Patrice Stanzione on July 27 made a Facebook post that sums up what being a teacher the past 42 years has meant to her.
“School begins next Wednesday. I’m so excited,” the post read.
On Tuesday, as she prepared her classroom for the first day of school on today, she doubled down.
“I just know I’m not going to get any sleep tonight because I get excited,” Stanzione said. “I have some students returning, I have some new students coming in and it’s just exciting because you never know what the future’s going to hold for these kids.”
Stanzione teaches special education to students in grades three through five at Nelson Elementary in La Puente. It’s part of Hacienda La Puente Unified School District, which starts school before any other district in the San Gabriel Valley.
Indeed, ahead of her 43rd year, Stanzione remains thrilled about her job. Even teaching distance-learning via Zoom during the early stages of the coronavirus didn’t dampen her spirts.
“As far as the Zoom-learning through COVID and distance-learning, I am very lucky,” said Stanzione, who said many of her students have autism. “I had my students for three years, so I had a group of like families that I had known, so we worked collaboratively. They learned more about their children than they ever knew about their disability and their ways of learning.”

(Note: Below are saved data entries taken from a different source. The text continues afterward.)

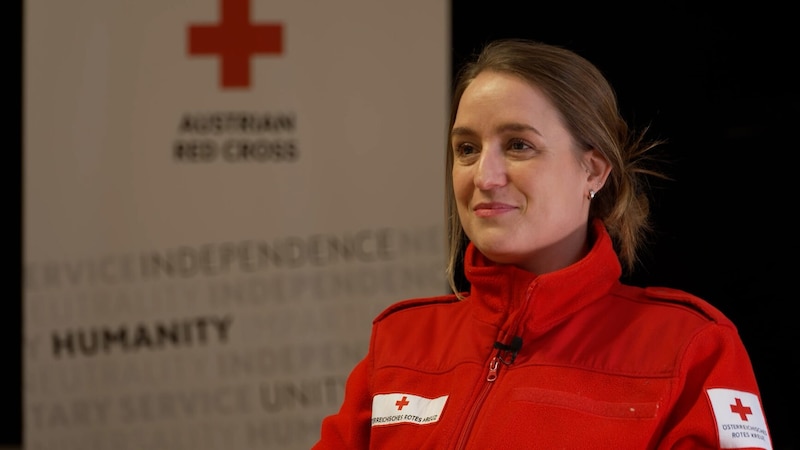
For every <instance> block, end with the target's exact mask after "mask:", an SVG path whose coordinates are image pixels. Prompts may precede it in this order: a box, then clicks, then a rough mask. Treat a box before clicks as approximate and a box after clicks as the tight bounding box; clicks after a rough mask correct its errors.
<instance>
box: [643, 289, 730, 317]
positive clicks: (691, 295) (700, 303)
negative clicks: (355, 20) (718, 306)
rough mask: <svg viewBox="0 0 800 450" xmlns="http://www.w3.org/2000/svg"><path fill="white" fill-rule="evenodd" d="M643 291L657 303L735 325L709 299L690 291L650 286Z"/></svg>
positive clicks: (644, 294) (651, 300)
mask: <svg viewBox="0 0 800 450" xmlns="http://www.w3.org/2000/svg"><path fill="white" fill-rule="evenodd" d="M642 293H643V295H644V296H645V297H646V298H647V300H648V301H651V302H654V303H656V304H661V305H664V306H666V307H671V308H676V309H679V310H683V311H684V312H686V313H687V314H693V315H696V316H698V317H699V318H700V319H702V320H704V321H709V322H715V323H718V324H720V325H726V326H733V324H732V323H731V321H730V319H728V317H727V316H725V314H723V313H722V311H720V310H719V309H717V308H716V307H714V306H713V305H712V304H711V303H709V302H708V301H706V300H704V299H702V298H700V297H698V296H696V295H694V294H691V293H689V292H686V291H683V290H680V289H675V288H669V287H661V286H649V287H645V288H643V289H642Z"/></svg>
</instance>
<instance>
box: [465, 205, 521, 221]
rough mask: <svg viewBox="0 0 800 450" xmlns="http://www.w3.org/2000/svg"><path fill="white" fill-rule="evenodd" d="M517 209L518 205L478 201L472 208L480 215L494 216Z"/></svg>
mask: <svg viewBox="0 0 800 450" xmlns="http://www.w3.org/2000/svg"><path fill="white" fill-rule="evenodd" d="M516 209H517V207H516V206H513V205H509V204H507V203H499V202H490V203H478V204H477V205H475V206H474V207H473V208H472V211H473V212H474V213H475V215H476V216H478V217H493V216H498V215H501V214H505V213H507V212H509V211H514V210H516Z"/></svg>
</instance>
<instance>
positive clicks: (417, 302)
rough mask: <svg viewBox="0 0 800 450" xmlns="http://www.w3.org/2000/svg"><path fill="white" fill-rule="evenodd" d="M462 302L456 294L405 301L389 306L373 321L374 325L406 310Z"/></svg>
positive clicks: (414, 298)
mask: <svg viewBox="0 0 800 450" xmlns="http://www.w3.org/2000/svg"><path fill="white" fill-rule="evenodd" d="M460 301H461V300H459V299H458V297H456V296H455V295H454V294H449V295H440V296H436V297H424V298H412V299H408V300H403V301H399V302H397V303H394V304H392V305H389V306H388V307H387V308H386V309H384V310H383V312H381V313H380V314H378V316H377V317H375V320H373V321H372V323H377V322H380V321H381V320H383V319H384V318H386V317H387V316H389V315H391V314H394V313H396V312H398V311H402V310H405V309H409V308H416V307H418V306H426V305H434V304H444V303H455V302H460Z"/></svg>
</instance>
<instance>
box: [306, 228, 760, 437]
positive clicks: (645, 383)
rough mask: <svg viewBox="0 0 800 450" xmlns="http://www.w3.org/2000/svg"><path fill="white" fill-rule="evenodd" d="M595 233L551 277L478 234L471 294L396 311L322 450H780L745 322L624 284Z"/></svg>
mask: <svg viewBox="0 0 800 450" xmlns="http://www.w3.org/2000/svg"><path fill="white" fill-rule="evenodd" d="M593 231H594V235H595V236H596V238H595V240H594V244H593V248H592V249H591V251H590V253H589V254H588V255H587V256H586V257H585V258H583V259H582V260H581V261H579V262H577V263H576V264H573V265H572V266H570V267H567V268H565V269H563V270H559V271H557V272H552V273H548V274H544V275H541V276H538V277H537V276H536V275H534V274H532V273H529V272H526V271H523V270H521V269H518V268H515V267H512V266H508V265H498V264H494V263H492V262H491V261H489V260H487V259H486V258H485V257H484V256H483V255H481V254H480V253H479V252H478V251H477V250H476V248H475V247H474V246H472V245H471V244H470V245H469V246H468V248H467V253H466V256H465V271H466V272H465V274H466V276H467V279H468V280H469V281H470V283H471V291H470V293H469V295H468V296H467V297H466V298H465V299H464V300H458V299H456V298H455V296H442V297H435V298H427V299H415V300H407V301H404V302H399V303H397V304H395V305H393V306H391V307H389V308H388V309H387V310H386V311H384V312H383V313H382V314H381V315H379V316H378V317H377V318H376V319H375V321H374V324H373V330H372V337H371V341H370V347H369V352H368V354H367V356H366V357H365V358H364V359H363V360H362V361H361V362H360V363H359V364H358V365H357V366H356V367H355V369H354V370H353V372H352V373H351V374H350V377H349V378H348V381H347V385H346V388H345V398H344V402H343V404H342V406H341V409H340V411H339V412H338V413H337V414H334V415H331V416H329V417H327V418H326V419H325V420H324V421H323V424H322V429H321V438H320V440H319V442H318V443H317V444H316V445H315V446H314V447H313V450H323V449H336V450H345V449H346V450H356V449H380V450H390V449H404V450H408V449H413V450H422V449H437V450H442V449H479V450H486V449H503V450H512V449H531V448H542V449H548V450H552V449H614V450H624V449H636V450H643V449H693V450H696V449H720V448H740V449H771V448H772V446H771V441H770V436H769V430H768V429H767V424H766V419H765V418H764V414H763V410H762V407H761V400H760V396H759V390H758V385H757V383H756V379H755V376H754V374H753V370H752V366H751V363H750V359H749V356H748V354H747V351H746V350H745V347H744V345H743V343H742V342H741V339H740V337H739V335H738V334H737V330H736V328H735V327H734V325H733V324H732V323H731V322H730V321H729V320H728V319H727V318H726V317H725V316H724V315H723V314H722V313H721V312H720V311H718V310H717V309H715V308H714V307H712V306H711V305H709V304H708V303H707V302H705V301H703V300H702V299H699V298H697V297H695V296H693V295H690V294H687V293H685V292H683V291H679V290H675V289H668V288H639V287H634V286H628V285H623V284H621V283H620V281H619V277H620V274H621V268H620V264H619V260H618V259H617V255H616V254H615V252H614V250H613V247H612V244H611V240H610V237H609V235H608V234H607V232H606V230H605V228H604V227H603V225H602V223H600V222H595V223H594V226H593ZM496 343H497V344H496Z"/></svg>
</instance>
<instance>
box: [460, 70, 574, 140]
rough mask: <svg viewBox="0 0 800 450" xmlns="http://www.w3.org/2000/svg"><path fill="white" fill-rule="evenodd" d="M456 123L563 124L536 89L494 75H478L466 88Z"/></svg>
mask: <svg viewBox="0 0 800 450" xmlns="http://www.w3.org/2000/svg"><path fill="white" fill-rule="evenodd" d="M455 122H456V124H454V125H457V126H470V127H475V126H477V125H478V124H484V125H487V124H488V123H487V122H524V123H532V122H535V123H538V124H539V125H545V124H552V125H555V124H559V125H560V124H562V123H563V122H562V120H561V114H560V112H559V111H558V110H557V109H556V107H555V106H554V105H553V103H552V102H551V101H550V100H549V98H548V97H547V96H546V95H545V94H544V92H543V91H542V90H541V89H540V88H539V87H538V86H536V85H534V84H533V83H531V82H529V81H527V80H524V79H522V78H521V77H519V76H516V75H513V74H509V73H503V72H494V71H486V72H481V73H480V74H478V76H476V77H475V79H474V80H473V81H472V83H470V84H469V86H467V88H466V89H465V90H464V93H463V94H462V96H461V99H460V101H459V104H458V110H457V112H456V120H455ZM537 128H538V126H537Z"/></svg>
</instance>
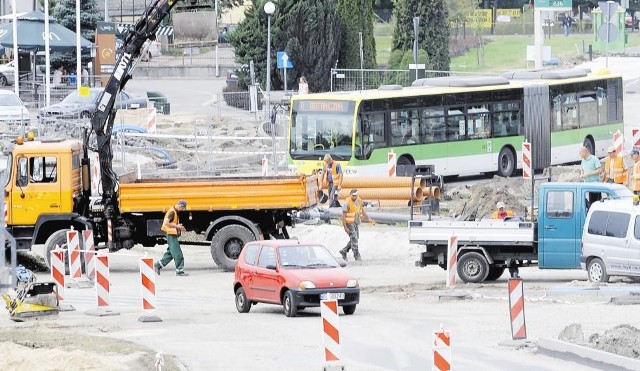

She said the experience was eye-opening, positive and “very empowering.”
“My students who were maybe intimidated by a classroom or by others were in the safety of their own home, but learning, and they began to grow and blossom,” Stanzione said.
Besides her teaching duties in Hacienda La Puente Unified, where she has taught the past 22 years, Stanzione is on the board of education for neighboring Bassett Unified School District and she adjudicates for National Youth Arts, which entails taking in about 70 performances a year and handing out awards nationally.
“It enriches their learning, it enhances their learning, it’s therapeutic,” Stanzione said, of the arts studies.
One might say Stanzione is a can-do person. She comes by it honestly.
“It’s all about service,” she said. “My parents were very much into community service.”
It all began at her alma mater, Bishop Amat High School in La Puente, where she taught government and debate beginning in 1980. She also taught in Duarte Unified and Bassett Unified before landing at Hacienda La Puente Unified in 2000.
Through her journey, she noticed some kids were falling through the cracks, as she puts it, and she wanted to find out why. She came up with a cool idea.
“I started just jotting down essays,” Stanzione said. “I’ve been writing down little essays since I first came to Hacienda La Puente, or since a year before I came to the district.
“I started writing, ‘Why, what is going on?’ Anytime I’d see something, I’d make a little notation, ‘Write an essay.’”
She saw patterns.
“And I started seeing easy ways to connect to kids,” Stanzione said. “And I think throughout all of it, my main point, from teaching seniors (in high school) to teaching my present population of children with autism, is to give them voice, to have them come into their own and give them voice of self.
“I think that’s really powerful because that’s what’s going to make a good, honest community as we go on.”
Nelson Elementary principal Marci Chavez can’t praise Stanzione enough.
“You know what I love about Patti?” Chavez said. “It’s just her energy and her positivity throughout the years. She’s been teaching for over 40 years and that has never dwindled because she loves her students, she loves teaching, she loves what she does and that’s really an inspiration to the whole staff.”
Stanzione had COVID-19 in July, so she could not come to the school. She made colorful flowers at home that now adorn the walls of her classroom, whose desks have protective plastic shields on three sides.
It’s been quite the fulfilling expedition for Stanzione. She was asked, in her heart of hearts, what it has meant to her.
“That I’m having some kind of effect on, I guess, the future,” she said. “That maybe I can help one kid see themselves as being important. It’s just having an effect on the positives.”
How much longer will she teach?
“For as long as I am allowed,” Stanzione said. “And I don’t mean allowed by the school district. I mean allowed by a higher power. You know, as long as I’m given another day, I think I can have a positive effect on children.”